Soliviantada, doña Mencía se rebeló.

—¿Escucháis semejante desatino, doña María? —preguntó dirigiéndose a la azafata, que no ocultaba tampoco su desagrado.

—Hace un gran rato, señora, que estoy viendo y oyendo esos desatinos que os escandalizan con razón —respondió gravemente doña María.

—¡Rancia! —le increpó, socarrona, doña Elvira—. ¿De qué Os sirve ser joven si vivís como una momia? Pensáis como si tuvierais cien años. A fe mía, que ni una ni otra me comprendéis. ¿Es un crimen ser hermosa… y saber que lo soy? ¿Es pecado amar el sol, las flores, la alegría, todo lo que sea placer y belleza?

—Callad, doña Elvira, y no os expreséis así; pensáis como una pagana… —corrigió el aya.

—Dios puso en mí el amor por todo lo armónico, por todo lo bello. No creo que eso tenga nada que ver con el paganismo, doña Mencía. Yo adoro la vida, queche recibido de Dios, y quiero gozarla ampliamente. ¿Por qué se han de contrariar todas mis inclinaciones?

—Se habla mucho en la Corte de vuestro travieso ingenio, de vuestra coquetería sin medida —reprochó el aya.

—Ya lo sé, pero no dicen de otras. ¿Qué hice yo más que ellas? Como yo, lucieron su hermosura; como yo, se dejaron amar.

—Vos ocupáis una tan alta condición… —murmuró doña María—. Y los que están en la altura deben dar ejemplo.

—En fin, sea como fuere, el caso es que vuestros devaneos con don Gómez de Candespina nos han traído a las tres a este destierro. Y milagro será que, si os empeñáis en jugar al amor bajo los ojos de esta austera condesa de Rugoso, no os encierre vuestro padre en un torreón cualquiera de un castillo aislado y sombrío de Castilla… Y a nosotras con vos, naturalmente.

—Con lo cual vos seríais harto desgraciada, mi buena aya; pero acaso mi madrastra sintiérase feliz.

—No penséis mal… —objetó doña María.

—Sois necia, doña María. Precisamente estoy en Rugoso desterrada porque a ella le conviene; es deshonesto y escandaloso el que una doncella libre como el aire se deje cortejar por un caballero que a ninguna mujer empeñó su palabra de esposo, mas, por lo visto, no tiene importancia el que mi madrastra, harta ya de mi padre hasta los pelos, se haya enamorado del conde de Candespina.

—¡Doña Elvira!

—¡Doña Elvira!

—No alcéis el grito, porque es el evangelio.
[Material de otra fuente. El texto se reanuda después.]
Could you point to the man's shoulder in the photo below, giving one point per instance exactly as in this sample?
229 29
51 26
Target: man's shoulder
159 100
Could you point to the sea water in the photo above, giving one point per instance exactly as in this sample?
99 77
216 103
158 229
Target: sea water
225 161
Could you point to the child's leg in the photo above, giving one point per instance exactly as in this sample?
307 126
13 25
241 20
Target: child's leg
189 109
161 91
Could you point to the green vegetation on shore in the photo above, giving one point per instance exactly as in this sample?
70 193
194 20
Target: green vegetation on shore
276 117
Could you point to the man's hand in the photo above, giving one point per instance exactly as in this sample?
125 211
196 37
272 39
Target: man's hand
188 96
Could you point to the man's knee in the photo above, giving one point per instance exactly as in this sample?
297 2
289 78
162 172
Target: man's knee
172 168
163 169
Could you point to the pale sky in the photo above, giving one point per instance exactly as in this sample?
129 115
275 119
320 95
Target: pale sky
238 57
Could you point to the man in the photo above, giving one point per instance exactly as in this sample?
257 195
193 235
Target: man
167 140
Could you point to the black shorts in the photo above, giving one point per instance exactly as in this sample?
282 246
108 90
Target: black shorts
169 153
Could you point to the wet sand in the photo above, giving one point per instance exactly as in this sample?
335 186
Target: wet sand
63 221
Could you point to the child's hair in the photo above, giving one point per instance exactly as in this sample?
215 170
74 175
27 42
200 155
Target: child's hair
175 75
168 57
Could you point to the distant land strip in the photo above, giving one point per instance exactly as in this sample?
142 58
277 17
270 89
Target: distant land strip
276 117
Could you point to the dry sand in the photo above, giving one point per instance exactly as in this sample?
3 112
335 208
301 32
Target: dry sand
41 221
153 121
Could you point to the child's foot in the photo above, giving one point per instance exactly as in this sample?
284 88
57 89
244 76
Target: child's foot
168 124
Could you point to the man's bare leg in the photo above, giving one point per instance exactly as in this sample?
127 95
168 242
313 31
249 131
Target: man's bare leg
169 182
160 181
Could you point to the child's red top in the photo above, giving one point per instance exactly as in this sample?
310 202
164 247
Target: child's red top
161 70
Yo estoy aquí porque soy en la Corte un estorbo. Y más os digo: casarme ha mi señor padre el mejor día por consejo de esa mujer, pero yo os juro que, como el novio no sea de mi agrado, me casaré con él, mas no podrán forzarme a vivir como una buena esposa.

—¿Qué osáis decir?

—Estáis loca.

—¡Loca, sí, loca! Y acabaré de enloquecer en este destierro. ¡Oh Dios mío! ¡Dios mío!

Y ante el asombro y el dolor de aya y azafata, la hermosa muchacha rompió a llorar con tanta rabia, desconsuelo y rebeldía, que ambas mujeres se dijeron sin palabras que quizás había sido peor el remedio que la enfermedad y que tal vez, en esta naturaleza apasionada y vehemente, fuera mejor la suave disciplina del cariño que la dura y férrea de aquel «mando y ordeno» a la cual la estaba sometiendo su padre. Hombre al fin, y hombre de aquella época, ¿qué podía saber de delicadezas educativas…? Doña Mencía pensó que a doña Elvira le estaba haciendo mucha falta su madre.